La Tunisie vient de clore un premier volet de son virage démocratique engagé il y a neuf mois, lors de la chute de Ben Ali. Les résultats officiels, publiés jeudi soir, par l'Instance supérieure indépendante pour les élections (ISIE) placent largement en tête le parti Ennahda.

Ce parti islamiste a remporté l'élection avec 41,70% des voix et obtient ainsi 90 sièges de la future Assemblée constituante, selon les résultats. Des résultats conformes aux estimations communiquées durant la semaine. "On est sûr de l'emporter dans 24 (des 27) circonscriptions" du pays, avait anticipé Samir Dilou, un membre du bureau politique du parti.

Il est suivi, loin derrière, par le parti de gauche nationaliste, du Congrès pour la République qui obtient 30 sièges, soit 14% du suffrage, et le parti de gauche l'Ettakatol de Mustapha Ben Jaafar qui remporte 21 sièges, soit 10 % des voix.

La surprise vient des listes menées par le richissime homme d'affaires tunisien, Hechmi Haadmi, avec 8,19 % des voix et 19 sièges à l'Assemblée. "La pétition populaire pour la justice et le développement", devient ainsi la quatrième force politique du pays, et ce, malgré l'invalidation de ses scores dans six circonscriptions, dont Sidi Bouzid, berceau de la révolution.

Des heurts à Sidi Bouzid

Les autorités électorales évoquent notamment "des irrégularités de financement". Hechmi Haamdi est notamment soupçonné d'avoir acheté des votes et mené sa campagne mené sa campagne depuis l'étranger, ce qui est illégal, rappelle Le Figaro. Basé à Londres, le milliardaire a annoncé qu'il se retirait de l'assemblée. L'invalidation des résultats de la Pétition populaire, notamment à Sidi Bouzid, dont Hechmi Haamdi est originaire a suscité la colère des habitants. Des groupes de jeunes ont notamment mis à sac le local d'Ennahda et jeté des pierres sur les forces de l'ordre.

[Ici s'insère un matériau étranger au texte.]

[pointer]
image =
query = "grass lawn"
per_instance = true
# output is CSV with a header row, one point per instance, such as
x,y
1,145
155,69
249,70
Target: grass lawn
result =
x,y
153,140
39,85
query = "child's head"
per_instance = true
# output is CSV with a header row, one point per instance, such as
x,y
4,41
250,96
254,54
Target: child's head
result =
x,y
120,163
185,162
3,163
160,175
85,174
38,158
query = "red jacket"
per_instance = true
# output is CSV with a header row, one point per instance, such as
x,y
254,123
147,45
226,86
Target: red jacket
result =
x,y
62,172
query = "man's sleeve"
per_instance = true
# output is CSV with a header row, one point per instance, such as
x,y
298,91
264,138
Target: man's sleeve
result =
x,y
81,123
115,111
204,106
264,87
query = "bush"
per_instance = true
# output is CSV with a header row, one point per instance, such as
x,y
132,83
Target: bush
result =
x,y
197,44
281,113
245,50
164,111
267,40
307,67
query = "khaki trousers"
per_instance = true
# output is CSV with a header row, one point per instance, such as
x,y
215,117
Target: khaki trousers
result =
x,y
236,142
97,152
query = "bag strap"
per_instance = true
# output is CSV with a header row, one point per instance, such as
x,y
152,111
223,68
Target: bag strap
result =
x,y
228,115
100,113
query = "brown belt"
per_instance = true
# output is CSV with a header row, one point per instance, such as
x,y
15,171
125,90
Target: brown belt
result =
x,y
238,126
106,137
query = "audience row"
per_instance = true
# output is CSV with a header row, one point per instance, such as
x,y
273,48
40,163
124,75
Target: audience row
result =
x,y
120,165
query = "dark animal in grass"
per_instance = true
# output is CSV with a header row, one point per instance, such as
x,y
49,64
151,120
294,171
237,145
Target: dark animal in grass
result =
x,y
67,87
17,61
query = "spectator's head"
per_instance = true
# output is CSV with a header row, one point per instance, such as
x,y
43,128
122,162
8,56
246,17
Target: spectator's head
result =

Viennent ensuite le Parti démocrate progressiste (PDP) – 7,86 % des voix et 17 sièges – la coalition de gauche du Pôle démocratique moderniste (PDM) – 5 sièges – et l'Initiative, parti dirigé par Kamel Morjane, ex-ministre de Ben Ali, avec 5 sièges.

"Pas question de faire revenir les femmes au foyer"

Pour dissiper la vive appréhension que suscite son accession au pouvoir, Ennahda a multiplié, ces dernières semaines, les signes d'ouverture.

Le numéro deux du parti islamiste, Hamadi Jebali, 62 ans qu'il n'était "pas question de faire revenir les femmes au foyer", ni de remettre en cause les acquis du secteur touristique qui représentait 7% du PIB tunisien en 2010 - un chiffre qui a fortement depuis la chute du régime de Ben Ali en janvier dernier.

"Est-il raisonnable, a lancé Hamadi Jebali, de paralyser un secteur vital comme le tourisme en interdisant les boissons alcoolisées et le port de maillots de bains ou autres pratiques ? Ce sont des libertés individuelles garanties aussi bien pour les étrangers que pour les Tunisiens", a-t-il martelé.

La main tendue à la gauche

Les autorités tunisiennes peuvent désormais s'atteler à la formation du nouveau gouvernement. L'Assemblée constituante sera chargée de former ce nouveau gouvernement et de rédiger la nouvelle Constitution, avant des élections législatives et présidentielle qui devraient intervenir dans un délai d'un an environ.

Dans cette optique, le parti d'Ennahda a assuré que la future Constitution, l'une des priorités de la prochaine Assemblée issue de l'élection, ne pourra voir le jour "sans un consensus avec les partis et les  partenaires qui y sont représentés".

Hamadi Jebali a indiqué qu'il se porterait candidat à la direction du prochain gouvernement et a fait part de son intention de composer avec les principales formations de gauche. Peu après le scrutin de dimanche, les islamistes et les principaux partis de gauche ont engagé des tractations pour la mise en place d'un gouvernement d'union nationale souhaité par Ennahda.